DIRETO DO CAMPO
PUBLICAÇÃO
sexta-feira, 01 de junho de 2012
Equipe Rural 
Baixo carbono
De acordo com o último levantamento realizado pela Secretaria de Política Agrícola do Ministério da Agricultura, os financiamentos concedidos por meio do Programa de Agricultura de Baixo Carbono (ABC), somaram R$ 840,9 milhões no período que compreende julho/2011 a abril/2012. Nos dez meses do ano-safra anterior, foram R$ 322,2 milhões em créditos. A região Sudeste lidera os desembolsos no período com R$ 322,4 milhões, seguido pelo Sul, R$ 241,6 milhões, Centro-Oeste, R$ 191,1 milhões, Norte, R$ 51,5 milhões, e Nordeste, R$ 34,07 milhões. O Paraná somou R$ 118,8 milhões em financiamentos e 614 contratos. No conjunto de todas as aplicações, os estados do Piauí, Alagoas, Amapá, Amazônia, Rondônia, Roraima e Rio de Janeiro registram níveis mínimos de aplicação.
Crédito fundiário
O programa do crédito fundiário no Paraná conta com mais um agente para financiar as operações de compra de terras e de estruturação dos lotes para os pequenos agricultores. A Caixa Econômica Federal passou a prestar esse serviço no Estado, complementando as operações já realizadas pelo Banco do Brasil. O primeiro contrato foi firmado na agência da Caixa em Ibaiti, no Norte Pioneiro. Mais sete projetos estão em fase de elaboração e outros 13 estão em fase de aprovação pela Caixa nos municípios de Grandes Rios, Pinhalão, Santa Izabel do Oeste e Japira.
Cooperação
Está em elaboração um termo de cooperação técnica entre a Caixa, Cohapar, Secretaria da Agricultura e Emater para que os processos da compra de terras possam correr em paralelo com o programa Minha Casa, Minha Vida, o que pode encurtar o acesso à terra e à casa própria. A Caixa deverá ofertar, em breve, o financiamento na linha Pronaf A (Programa Nacional de Fortalecimento da Agricultura Familiar).
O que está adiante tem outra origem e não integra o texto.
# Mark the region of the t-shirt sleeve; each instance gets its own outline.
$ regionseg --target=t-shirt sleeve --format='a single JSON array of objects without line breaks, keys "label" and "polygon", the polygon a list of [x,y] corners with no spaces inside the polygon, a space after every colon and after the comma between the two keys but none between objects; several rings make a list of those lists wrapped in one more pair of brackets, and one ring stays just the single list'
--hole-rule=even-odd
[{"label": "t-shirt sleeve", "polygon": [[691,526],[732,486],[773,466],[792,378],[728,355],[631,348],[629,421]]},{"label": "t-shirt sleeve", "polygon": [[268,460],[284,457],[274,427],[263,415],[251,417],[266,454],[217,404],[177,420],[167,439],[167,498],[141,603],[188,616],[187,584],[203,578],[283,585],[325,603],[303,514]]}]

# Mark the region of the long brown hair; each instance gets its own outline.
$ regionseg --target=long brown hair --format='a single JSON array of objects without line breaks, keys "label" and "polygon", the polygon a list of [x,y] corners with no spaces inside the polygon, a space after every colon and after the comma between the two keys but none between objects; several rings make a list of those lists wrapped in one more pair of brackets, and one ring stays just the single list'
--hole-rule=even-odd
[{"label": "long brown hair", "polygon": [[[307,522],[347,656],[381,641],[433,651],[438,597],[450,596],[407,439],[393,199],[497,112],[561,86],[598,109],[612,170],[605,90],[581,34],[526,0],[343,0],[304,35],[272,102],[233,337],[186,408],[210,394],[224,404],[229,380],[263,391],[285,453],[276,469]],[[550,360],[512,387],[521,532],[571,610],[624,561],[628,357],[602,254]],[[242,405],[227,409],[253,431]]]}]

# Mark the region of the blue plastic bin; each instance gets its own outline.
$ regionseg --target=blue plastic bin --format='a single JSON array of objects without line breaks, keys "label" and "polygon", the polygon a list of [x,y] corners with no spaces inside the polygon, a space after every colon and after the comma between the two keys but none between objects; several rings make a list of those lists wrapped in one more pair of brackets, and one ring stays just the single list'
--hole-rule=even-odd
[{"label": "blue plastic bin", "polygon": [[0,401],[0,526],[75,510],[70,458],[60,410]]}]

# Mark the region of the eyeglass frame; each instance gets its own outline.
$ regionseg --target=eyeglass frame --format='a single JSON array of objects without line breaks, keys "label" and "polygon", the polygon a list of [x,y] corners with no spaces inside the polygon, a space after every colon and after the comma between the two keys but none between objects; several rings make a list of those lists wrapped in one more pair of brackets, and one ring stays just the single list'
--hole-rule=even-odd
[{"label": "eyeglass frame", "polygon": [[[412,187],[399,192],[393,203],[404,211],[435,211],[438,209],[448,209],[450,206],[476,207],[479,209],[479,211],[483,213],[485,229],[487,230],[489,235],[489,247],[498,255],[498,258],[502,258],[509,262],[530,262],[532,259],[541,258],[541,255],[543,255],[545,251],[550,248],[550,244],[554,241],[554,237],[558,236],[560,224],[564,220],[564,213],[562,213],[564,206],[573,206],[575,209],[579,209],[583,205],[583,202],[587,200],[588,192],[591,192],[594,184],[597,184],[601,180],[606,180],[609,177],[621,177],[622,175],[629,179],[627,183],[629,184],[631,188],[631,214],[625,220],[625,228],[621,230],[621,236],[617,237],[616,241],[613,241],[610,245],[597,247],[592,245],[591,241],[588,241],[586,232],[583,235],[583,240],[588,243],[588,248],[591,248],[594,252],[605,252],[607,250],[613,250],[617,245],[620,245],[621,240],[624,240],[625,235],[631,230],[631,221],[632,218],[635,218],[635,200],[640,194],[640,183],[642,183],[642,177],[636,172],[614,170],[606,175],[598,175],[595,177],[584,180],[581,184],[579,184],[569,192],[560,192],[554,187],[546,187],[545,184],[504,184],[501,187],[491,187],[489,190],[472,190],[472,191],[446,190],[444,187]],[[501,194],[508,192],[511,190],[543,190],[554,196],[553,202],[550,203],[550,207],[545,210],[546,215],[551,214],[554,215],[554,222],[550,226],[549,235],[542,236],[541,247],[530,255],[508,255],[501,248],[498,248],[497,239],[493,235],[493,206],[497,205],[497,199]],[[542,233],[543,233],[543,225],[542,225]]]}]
Essa linha de crédito é operacionalizada pelo Banco do Brasil, que também está estudando operar com linhas de crédito de acesso à casa própria. O programa de crédito fundiário já atendeu 2.695 famílias no Paraná desde 2005.
Estabilidade
A liquidez nos mercados spot e também de contratos de milho voltou a diminuir na semana passada, de acordo com informações do Cepea. A desvalorização do Real frente ao dólar no período fez com que vendedores criassem expectativas de aumento na paridade de exportação. No mercado internacional, os preços do grão registraram fortes oscilações na semana passada. Nesse cenário, vendedores brasileiros se retraíram, mesmo considerando que a segunda safra de milho deve ser recorde. Entre 21 e 28 de maio, o indicador Esalq/BM&FBovespa recuou 0,28% em Campinas (SP), fechando a R$ 25,01/saca de 60 kg na segunda-feira.